Which branch should I prefer in engineering?

In which technical field are gadgets made?



I am preparing for the engineering college entrance exam. Somehow, it struck me that I don't even know which branch to take or what type of education to choose. I've always wanted to do cool things that robots don't like in particular, but I like something that is worth such use, but I know that there are few branches that I can however acquire the necessary knowledge for devices like Manufacture televisions or telephones that deal with semiconductors and transistors.

So what is the branch that allows me to create gadgets like modern use? Perhaps I would like to have something to do with creating gadgets that can interface with black and white users and with the digital world. That's all i want to know

Note:

I couldn't find the day I needed. Maybe it's not good enough for me to rely on.

Reply:


This question is leading. It makes people see that you want to become some kind of electrical engineer. However, none of the answers actually answer you without knowing it.

Creating gadgets is not a technical branch. It is an interdisciplinary branch that combines many different areas. Ultimately, it doesn't matter whether you're an industrial designer or an engineer. You will get a suitable foundation for studying in most engineering branches. Be it EE, mechatronics, electrical engineering, mechanical engineering, etc.

What counts after that is the work. If you want to come up with innovative designs, you have to work at your leisure with what you want to do in your spare time, and unfortunately, at least in part, with your own money.











Consumer electronics, in general, is a multidisciplinary project that includes product design, UI design, electrical engineering, and software engineering.

The construction of machines with mechanical drives and electronic control (robots if you wish) is usually called Mechatronics classified

So it really depends on which aspect you are interested in. Mechanical engineering gives you a fairly broad base, but it can also include elements of thermodynamics and fluid dynamics that are less relevant.

On the whole, it sounds like you should check out courses that cover the subject

  • Engineering / mechanical construction (especially CAD)
  • Product design
  • Manufacturing
  • Electrical and electronic engineering
  • Software and computer science
  • Control technology

As well as the basic technical principles such as statics, kinematics, dynamics and materials.

Often times, engineering courses have some type of specialization and a general ethos. I would suggest that you seek a course that has a practical, project-based focus. You might find pure electrical engineering or electronics a bit tight. And software design is an entirely different matter.

It sounds like something with a focus on product design would suit you. The standard courses can be automotive engineering or a broad mechanical engineering or general engineering course. In fact, some of the biomedical engineering courses might fit in well as they tend to be focused on product development.

By undergraduate level, the specific content probably doesn't matter that much as long as the course content is interesting and engaging, but it seems like you would prefer something that takes a hands-on, project-based approach.

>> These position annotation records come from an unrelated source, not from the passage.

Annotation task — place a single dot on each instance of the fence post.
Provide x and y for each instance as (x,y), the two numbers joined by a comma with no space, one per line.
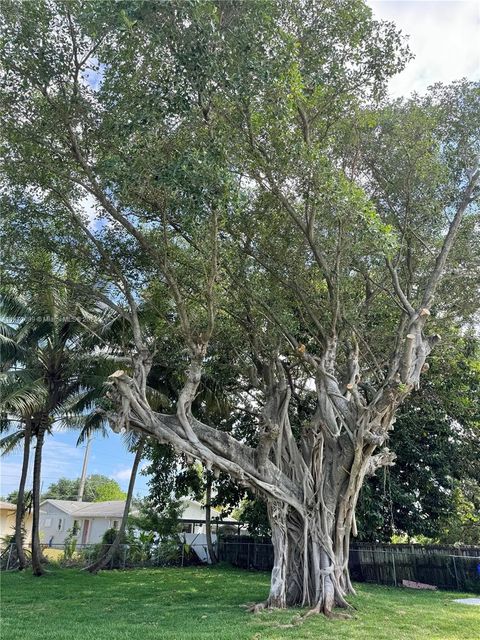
(456,573)
(394,569)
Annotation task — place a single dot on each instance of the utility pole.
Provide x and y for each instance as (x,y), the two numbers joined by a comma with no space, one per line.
(81,486)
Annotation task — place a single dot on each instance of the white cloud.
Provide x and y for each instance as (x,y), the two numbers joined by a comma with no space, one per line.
(123,474)
(59,459)
(444,35)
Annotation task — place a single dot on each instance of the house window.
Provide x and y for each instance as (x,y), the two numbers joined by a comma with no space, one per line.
(186,528)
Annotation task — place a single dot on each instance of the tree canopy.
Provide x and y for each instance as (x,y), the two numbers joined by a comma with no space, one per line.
(231,180)
(98,488)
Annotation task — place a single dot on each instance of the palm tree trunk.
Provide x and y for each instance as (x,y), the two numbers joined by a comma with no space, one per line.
(37,467)
(208,520)
(104,560)
(20,513)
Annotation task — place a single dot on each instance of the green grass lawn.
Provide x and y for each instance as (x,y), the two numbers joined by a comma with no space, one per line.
(205,603)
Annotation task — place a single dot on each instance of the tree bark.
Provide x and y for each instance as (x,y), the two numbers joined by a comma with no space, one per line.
(208,520)
(20,512)
(37,467)
(105,559)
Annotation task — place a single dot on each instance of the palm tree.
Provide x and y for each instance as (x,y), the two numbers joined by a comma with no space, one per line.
(55,375)
(105,559)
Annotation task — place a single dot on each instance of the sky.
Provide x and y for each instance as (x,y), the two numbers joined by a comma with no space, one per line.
(445,38)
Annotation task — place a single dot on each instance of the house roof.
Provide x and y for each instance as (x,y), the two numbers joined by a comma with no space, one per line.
(193,510)
(107,509)
(8,505)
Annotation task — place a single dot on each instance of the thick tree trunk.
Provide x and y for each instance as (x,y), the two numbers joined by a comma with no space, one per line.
(105,559)
(20,513)
(208,520)
(310,569)
(37,467)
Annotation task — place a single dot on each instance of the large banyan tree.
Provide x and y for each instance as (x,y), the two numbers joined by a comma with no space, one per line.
(232,174)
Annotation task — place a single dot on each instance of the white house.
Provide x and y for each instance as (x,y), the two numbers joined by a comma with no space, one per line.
(91,519)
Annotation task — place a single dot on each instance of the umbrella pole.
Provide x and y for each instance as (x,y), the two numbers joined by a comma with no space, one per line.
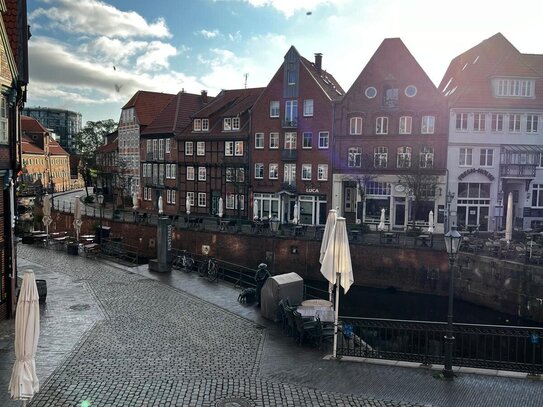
(336,319)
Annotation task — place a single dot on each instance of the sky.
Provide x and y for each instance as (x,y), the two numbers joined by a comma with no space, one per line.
(91,56)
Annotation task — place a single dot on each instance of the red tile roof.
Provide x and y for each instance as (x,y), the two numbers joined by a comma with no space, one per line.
(148,105)
(176,115)
(467,80)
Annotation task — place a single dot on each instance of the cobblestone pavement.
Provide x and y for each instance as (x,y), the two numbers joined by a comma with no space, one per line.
(125,337)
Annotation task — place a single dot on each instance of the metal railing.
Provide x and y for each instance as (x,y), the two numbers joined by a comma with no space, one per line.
(479,346)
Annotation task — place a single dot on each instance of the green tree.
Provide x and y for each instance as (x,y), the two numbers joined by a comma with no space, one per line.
(87,142)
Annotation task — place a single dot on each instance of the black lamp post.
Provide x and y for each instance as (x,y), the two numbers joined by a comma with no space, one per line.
(452,242)
(274,224)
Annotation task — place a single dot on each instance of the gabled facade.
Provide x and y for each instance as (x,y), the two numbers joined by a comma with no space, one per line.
(159,153)
(390,141)
(214,155)
(291,144)
(136,115)
(495,100)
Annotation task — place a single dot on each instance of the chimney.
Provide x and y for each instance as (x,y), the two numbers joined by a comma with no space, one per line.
(318,62)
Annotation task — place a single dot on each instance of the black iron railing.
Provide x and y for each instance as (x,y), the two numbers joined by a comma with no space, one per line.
(480,346)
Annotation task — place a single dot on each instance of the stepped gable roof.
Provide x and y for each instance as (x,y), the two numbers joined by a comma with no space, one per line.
(467,79)
(393,61)
(28,146)
(148,105)
(176,115)
(326,80)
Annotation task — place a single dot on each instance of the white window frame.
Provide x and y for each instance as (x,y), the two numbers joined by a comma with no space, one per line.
(259,141)
(355,126)
(405,125)
(308,107)
(324,140)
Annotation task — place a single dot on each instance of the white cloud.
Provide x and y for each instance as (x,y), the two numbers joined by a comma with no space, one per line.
(94,17)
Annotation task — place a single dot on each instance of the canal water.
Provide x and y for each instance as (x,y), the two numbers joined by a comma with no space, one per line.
(391,304)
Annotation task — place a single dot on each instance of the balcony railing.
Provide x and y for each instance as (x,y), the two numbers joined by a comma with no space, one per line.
(289,155)
(517,170)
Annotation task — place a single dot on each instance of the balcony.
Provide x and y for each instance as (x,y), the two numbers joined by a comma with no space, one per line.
(290,124)
(289,155)
(517,170)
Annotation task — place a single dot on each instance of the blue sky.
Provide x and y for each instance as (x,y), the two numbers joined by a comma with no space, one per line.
(91,56)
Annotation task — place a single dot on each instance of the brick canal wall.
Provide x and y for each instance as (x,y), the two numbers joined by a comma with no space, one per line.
(504,286)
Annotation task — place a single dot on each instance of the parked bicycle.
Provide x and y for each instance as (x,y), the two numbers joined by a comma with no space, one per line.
(183,261)
(209,268)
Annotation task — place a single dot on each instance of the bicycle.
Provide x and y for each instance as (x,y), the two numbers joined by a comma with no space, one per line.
(209,268)
(184,261)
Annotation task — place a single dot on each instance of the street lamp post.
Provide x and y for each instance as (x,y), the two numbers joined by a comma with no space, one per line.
(452,242)
(274,224)
(100,202)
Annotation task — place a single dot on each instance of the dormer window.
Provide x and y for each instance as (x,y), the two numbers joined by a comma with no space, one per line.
(522,88)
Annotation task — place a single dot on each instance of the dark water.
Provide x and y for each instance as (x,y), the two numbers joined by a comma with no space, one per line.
(389,304)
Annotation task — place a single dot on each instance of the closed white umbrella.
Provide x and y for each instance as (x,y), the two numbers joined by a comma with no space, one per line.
(330,222)
(77,217)
(337,266)
(431,222)
(381,225)
(509,218)
(24,383)
(221,208)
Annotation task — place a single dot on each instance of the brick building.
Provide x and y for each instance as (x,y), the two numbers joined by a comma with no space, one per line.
(291,149)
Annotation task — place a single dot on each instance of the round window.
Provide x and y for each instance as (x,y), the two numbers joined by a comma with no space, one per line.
(371,92)
(411,91)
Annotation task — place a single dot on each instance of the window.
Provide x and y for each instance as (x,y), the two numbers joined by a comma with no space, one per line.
(322,172)
(306,172)
(324,139)
(537,195)
(497,121)
(404,157)
(465,157)
(381,125)
(426,157)
(274,108)
(307,141)
(227,124)
(239,148)
(189,148)
(201,173)
(380,157)
(228,148)
(428,124)
(273,171)
(190,173)
(197,125)
(355,126)
(259,140)
(291,112)
(308,107)
(200,148)
(461,121)
(514,123)
(354,158)
(274,141)
(531,123)
(479,122)
(289,175)
(290,141)
(486,158)
(201,199)
(405,124)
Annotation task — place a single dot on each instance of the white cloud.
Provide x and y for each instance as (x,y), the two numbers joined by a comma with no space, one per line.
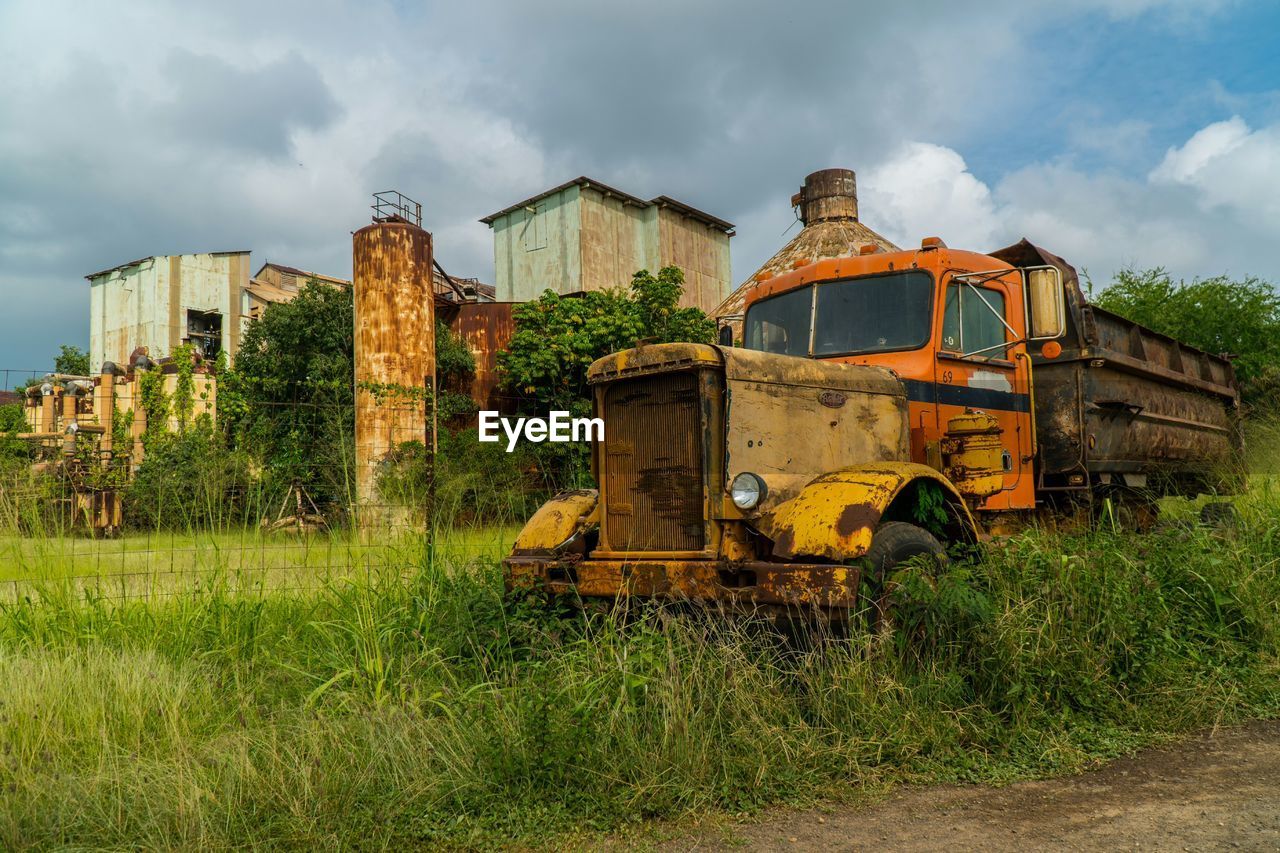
(149,127)
(1183,164)
(926,190)
(1207,208)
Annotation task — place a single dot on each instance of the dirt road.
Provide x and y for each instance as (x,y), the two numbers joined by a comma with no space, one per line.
(1211,792)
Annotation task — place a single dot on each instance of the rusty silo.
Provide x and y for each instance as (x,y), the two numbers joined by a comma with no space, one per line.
(394,337)
(827,205)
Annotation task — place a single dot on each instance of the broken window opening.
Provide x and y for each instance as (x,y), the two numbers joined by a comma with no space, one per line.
(205,332)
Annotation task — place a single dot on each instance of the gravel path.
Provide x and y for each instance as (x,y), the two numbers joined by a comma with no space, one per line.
(1214,792)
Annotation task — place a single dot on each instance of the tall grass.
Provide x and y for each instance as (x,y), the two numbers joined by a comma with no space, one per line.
(380,711)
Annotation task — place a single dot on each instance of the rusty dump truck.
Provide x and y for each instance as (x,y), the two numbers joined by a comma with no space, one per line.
(880,406)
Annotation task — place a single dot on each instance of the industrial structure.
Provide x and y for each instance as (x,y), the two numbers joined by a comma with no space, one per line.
(586,236)
(92,429)
(164,301)
(827,209)
(394,340)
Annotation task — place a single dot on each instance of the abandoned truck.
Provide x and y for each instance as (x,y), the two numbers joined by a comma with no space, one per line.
(881,406)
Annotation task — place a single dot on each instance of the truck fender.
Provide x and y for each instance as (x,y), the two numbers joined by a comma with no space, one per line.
(836,514)
(556,524)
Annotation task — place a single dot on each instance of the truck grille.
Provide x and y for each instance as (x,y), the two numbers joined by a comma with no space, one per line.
(653,464)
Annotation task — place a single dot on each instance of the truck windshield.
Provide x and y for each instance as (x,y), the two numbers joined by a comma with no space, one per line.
(867,314)
(781,323)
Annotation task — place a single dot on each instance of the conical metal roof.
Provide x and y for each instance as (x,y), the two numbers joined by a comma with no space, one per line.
(828,210)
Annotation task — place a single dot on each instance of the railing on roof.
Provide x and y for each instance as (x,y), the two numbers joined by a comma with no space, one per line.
(391,204)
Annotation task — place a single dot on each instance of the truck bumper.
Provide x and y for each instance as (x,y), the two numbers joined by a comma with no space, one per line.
(749,583)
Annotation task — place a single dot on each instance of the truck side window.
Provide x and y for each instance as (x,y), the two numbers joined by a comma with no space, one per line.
(969,324)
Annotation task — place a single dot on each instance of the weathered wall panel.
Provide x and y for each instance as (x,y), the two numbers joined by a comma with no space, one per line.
(585,236)
(145,304)
(487,329)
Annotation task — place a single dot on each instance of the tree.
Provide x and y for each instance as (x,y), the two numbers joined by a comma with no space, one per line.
(72,361)
(558,337)
(289,400)
(1240,318)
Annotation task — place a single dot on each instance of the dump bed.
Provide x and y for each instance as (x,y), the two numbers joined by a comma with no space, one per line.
(1128,406)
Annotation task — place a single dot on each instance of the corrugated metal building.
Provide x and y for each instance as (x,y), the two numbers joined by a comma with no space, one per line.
(586,236)
(168,300)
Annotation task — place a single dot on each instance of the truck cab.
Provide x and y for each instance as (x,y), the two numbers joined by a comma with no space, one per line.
(952,327)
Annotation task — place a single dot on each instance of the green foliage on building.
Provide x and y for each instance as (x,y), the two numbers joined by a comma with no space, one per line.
(558,337)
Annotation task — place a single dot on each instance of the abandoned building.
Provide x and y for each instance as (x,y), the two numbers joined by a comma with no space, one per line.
(585,236)
(164,301)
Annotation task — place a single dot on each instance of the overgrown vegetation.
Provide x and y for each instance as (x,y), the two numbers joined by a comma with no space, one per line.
(383,712)
(558,337)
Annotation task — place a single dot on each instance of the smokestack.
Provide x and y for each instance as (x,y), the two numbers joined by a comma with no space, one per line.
(828,208)
(830,195)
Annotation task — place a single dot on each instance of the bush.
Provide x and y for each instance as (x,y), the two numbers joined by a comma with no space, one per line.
(192,479)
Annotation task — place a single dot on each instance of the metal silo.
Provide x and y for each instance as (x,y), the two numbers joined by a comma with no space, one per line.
(394,337)
(827,209)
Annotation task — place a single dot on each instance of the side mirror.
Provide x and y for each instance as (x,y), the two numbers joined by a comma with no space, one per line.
(1046,300)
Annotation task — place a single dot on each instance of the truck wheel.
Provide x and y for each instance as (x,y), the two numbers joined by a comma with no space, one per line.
(894,544)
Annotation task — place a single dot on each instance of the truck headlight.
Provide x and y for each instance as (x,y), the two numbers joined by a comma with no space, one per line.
(748,491)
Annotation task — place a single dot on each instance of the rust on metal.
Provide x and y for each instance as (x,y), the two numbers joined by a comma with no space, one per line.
(485,328)
(827,206)
(394,337)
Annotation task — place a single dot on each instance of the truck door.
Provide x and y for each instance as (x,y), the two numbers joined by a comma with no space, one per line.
(979,366)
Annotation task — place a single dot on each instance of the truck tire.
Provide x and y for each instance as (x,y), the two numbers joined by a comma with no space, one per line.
(892,544)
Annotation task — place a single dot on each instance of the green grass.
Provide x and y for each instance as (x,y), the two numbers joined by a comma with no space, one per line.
(283,557)
(410,703)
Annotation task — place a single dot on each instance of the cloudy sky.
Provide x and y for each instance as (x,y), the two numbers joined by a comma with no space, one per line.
(1115,132)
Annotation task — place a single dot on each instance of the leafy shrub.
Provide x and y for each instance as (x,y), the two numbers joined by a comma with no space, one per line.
(192,479)
(558,337)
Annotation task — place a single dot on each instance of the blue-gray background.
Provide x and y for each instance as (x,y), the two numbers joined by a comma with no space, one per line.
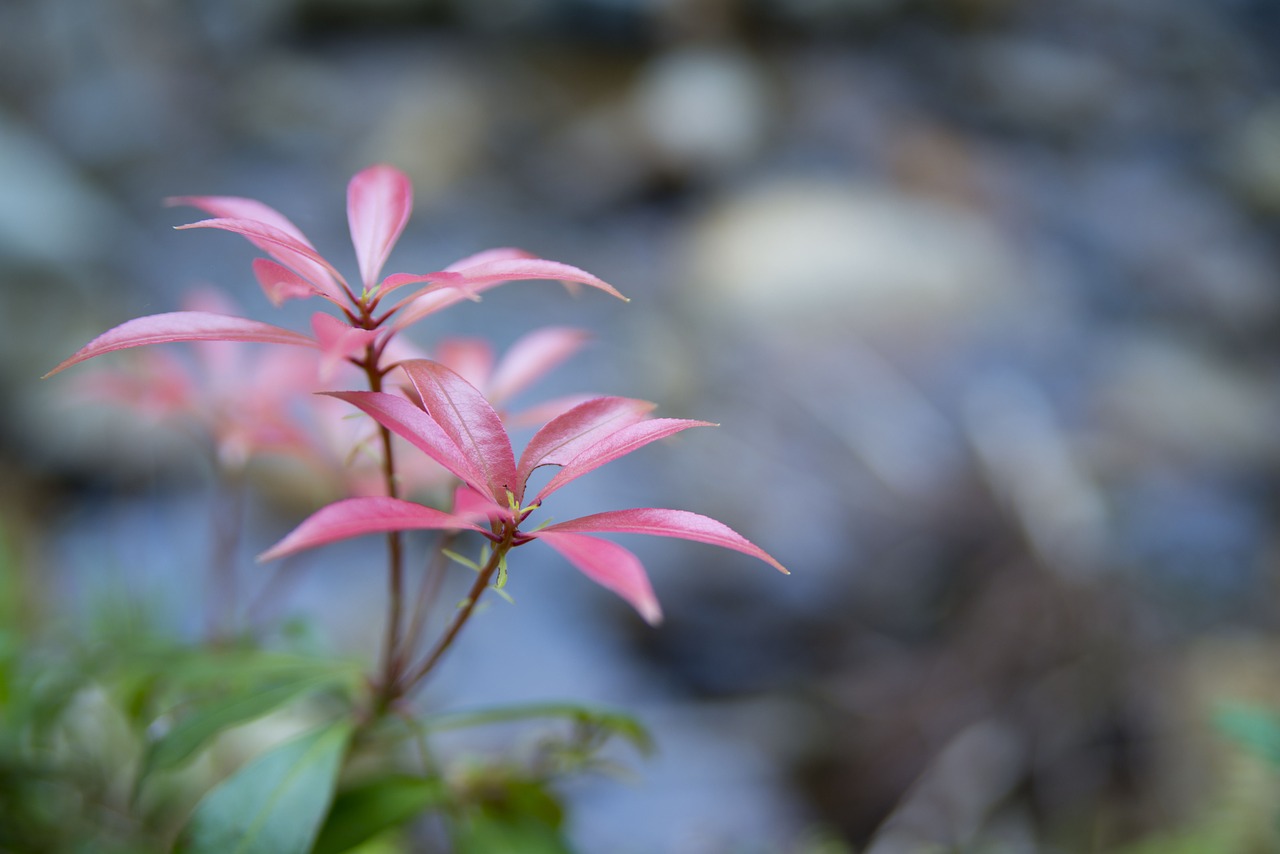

Usually an engineering degree indicates an adequate understanding of the subject, but is not actually a professional qualification, and professional engineers generally require an additional level of work experience or a higher academic, research-based qualification to be of any use.


Edit in response to a comment from OP.

Whether or not formal education is the best way to go is somewhat subjective. Formal qualifications are certainly not required, but you will certainly need an alternate strategy for gaining the kind of technical knowledge that is strictly required.

Obviously, there are also significant career and employment benefits of having recognized qualifications.

To be honest, a structured course is likely a sensible option unless you know exactly which alternative route you are considering.

Again, at this stage you are not really getting involved in any particular area and the basic skills you will learn are highly transferable.

If you are unsure, it is also a good idea to take a closer look at the curriculum and get a better idea of ​​what is being taught.




My engineering degree was in what was called combined engineering and you had a modular or “pick and mix” style so you may want to take a close look at the degrees that are offered.

Our department had courses in digital signal processing, thermal fluids, power plant analysis, stress and structures and many in between.

In fact, I don't remember anyone doing an identical subject group among my colleagues.


To make something like an electronic device, you need to have an interdisciplinary knowledge. You need sensors that require knowledge of instrumentation. If the sensor is electronic in nature you should know how to connect it and therefore need knowledge of embedded systems for embedded systems to work you need to program the chip. To program a chip efficiently with proper resource management you should use the Understand the architecture of the chip that is embedded and the list continues. So I wanted to say that you should first decide whether you have a degree in hardware-oriented or hardware-oriented architecture, then usually people with a passion for that subject who take a course in electrical engineering and further specialize in software-oriented subject Take electronics if a hardware-oriented subject or electronics and communication take a master's degree in one of the subject areas of computer science.